Study of Emma and Baby Catherine for 'Pretty Baa Lambs'

WAG 10506

Information

This pencil study was part of the elaborate preparation that Ford Madox Brown made for ‘Pretty Baa Lambs’ (Birmingham Museum and Art Gallery), his first painting of figures in landscape illuminated by strong sunlight. It dates from the summer of 1851 when he had taken a house for himself, his wife Emma, and their daughter Catherine at Stockwell, South London. Emma was frequently his model during this time.
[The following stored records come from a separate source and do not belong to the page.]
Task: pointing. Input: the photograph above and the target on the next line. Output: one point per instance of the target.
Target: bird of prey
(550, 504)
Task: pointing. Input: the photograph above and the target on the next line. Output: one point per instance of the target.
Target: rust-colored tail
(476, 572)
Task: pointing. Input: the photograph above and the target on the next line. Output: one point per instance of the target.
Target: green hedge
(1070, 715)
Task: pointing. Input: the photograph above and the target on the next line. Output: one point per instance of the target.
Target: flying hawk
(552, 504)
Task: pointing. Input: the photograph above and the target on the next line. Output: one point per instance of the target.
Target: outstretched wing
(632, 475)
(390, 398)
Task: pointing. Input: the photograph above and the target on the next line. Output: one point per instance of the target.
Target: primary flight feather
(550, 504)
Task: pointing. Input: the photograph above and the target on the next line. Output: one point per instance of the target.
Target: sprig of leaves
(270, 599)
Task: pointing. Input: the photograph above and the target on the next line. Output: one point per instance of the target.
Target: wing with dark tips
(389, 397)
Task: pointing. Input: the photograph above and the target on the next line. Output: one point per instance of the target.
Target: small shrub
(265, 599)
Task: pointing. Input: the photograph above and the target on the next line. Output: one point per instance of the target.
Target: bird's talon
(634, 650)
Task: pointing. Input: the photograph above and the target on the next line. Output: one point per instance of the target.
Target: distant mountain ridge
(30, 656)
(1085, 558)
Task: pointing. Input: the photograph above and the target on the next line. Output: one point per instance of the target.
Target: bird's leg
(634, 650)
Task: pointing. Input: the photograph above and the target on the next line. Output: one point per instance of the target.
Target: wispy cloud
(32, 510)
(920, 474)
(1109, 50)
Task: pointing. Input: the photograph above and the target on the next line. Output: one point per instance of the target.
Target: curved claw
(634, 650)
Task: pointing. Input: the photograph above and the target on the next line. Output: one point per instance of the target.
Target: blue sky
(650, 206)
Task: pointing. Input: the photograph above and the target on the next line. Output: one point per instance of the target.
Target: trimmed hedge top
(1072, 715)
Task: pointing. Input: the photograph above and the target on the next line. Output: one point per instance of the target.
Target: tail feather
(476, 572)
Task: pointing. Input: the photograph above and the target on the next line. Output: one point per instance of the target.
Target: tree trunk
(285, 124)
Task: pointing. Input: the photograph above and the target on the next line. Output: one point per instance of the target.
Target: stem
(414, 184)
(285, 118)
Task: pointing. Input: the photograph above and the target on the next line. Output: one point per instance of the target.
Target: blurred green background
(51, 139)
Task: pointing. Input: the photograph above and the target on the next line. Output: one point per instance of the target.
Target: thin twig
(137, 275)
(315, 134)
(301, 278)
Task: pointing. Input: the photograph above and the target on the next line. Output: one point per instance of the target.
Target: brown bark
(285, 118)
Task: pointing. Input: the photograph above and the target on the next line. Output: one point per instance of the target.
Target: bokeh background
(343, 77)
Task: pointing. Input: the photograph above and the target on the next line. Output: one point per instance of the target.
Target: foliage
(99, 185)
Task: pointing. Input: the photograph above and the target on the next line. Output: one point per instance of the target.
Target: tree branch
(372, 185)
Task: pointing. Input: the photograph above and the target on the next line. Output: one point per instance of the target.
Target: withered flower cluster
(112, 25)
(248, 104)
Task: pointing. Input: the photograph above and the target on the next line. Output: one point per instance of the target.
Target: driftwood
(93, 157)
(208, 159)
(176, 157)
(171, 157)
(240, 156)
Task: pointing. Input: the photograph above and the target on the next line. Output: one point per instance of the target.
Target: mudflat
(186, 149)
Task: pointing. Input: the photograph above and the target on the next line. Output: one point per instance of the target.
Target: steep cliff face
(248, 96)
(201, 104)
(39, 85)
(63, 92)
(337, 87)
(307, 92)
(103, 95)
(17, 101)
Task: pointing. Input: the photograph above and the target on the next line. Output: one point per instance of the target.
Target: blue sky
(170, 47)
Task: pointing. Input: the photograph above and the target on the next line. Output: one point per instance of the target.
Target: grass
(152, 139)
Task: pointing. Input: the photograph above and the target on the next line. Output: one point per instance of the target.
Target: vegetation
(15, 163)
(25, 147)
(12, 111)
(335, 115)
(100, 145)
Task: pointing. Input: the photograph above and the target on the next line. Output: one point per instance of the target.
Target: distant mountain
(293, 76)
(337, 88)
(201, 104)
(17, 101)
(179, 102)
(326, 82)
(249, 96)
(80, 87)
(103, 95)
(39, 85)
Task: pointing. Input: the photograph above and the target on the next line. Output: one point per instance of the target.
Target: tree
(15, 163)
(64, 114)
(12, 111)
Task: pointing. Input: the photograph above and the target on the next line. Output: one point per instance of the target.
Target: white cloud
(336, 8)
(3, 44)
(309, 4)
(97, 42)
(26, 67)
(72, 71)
Emma and her newborn child were possibly posed out of doors; this is suggested by the attention paid to the intensity of the blacks in the shade of Emma’s bonnet. Each day over a five-month period Brown also posed a lay figure dressed in Emma’s clothes on the lawn of his Stockwell garden. This may account for the rather summary treatment in this drawing of the torso and clothes. His finished picture was one of the most complete exercises in the Pre-Raphaelite doctrine of ‘truth to nature’. A sense of its shocking novelty is evident in a comment made by the critic Robert Alan Mowbray Stevenson (1847 – 1900) more than 40 years after it was painted. In 1896, Stevenson said to the artist’s son-in-law, Ford Madox Hueffer: ‘By God! The whole history of modern art begins with that picture. Corot, Manet, the Marises, all the Fontainbleau school, all the Impressionists never did anything but imitate that picture’. Although this comparison by Stevenson is not strictly accurate it does suggest that affinities between Barbizon, Impressionism and Pre-Raphaelitism are closer than might at first appear.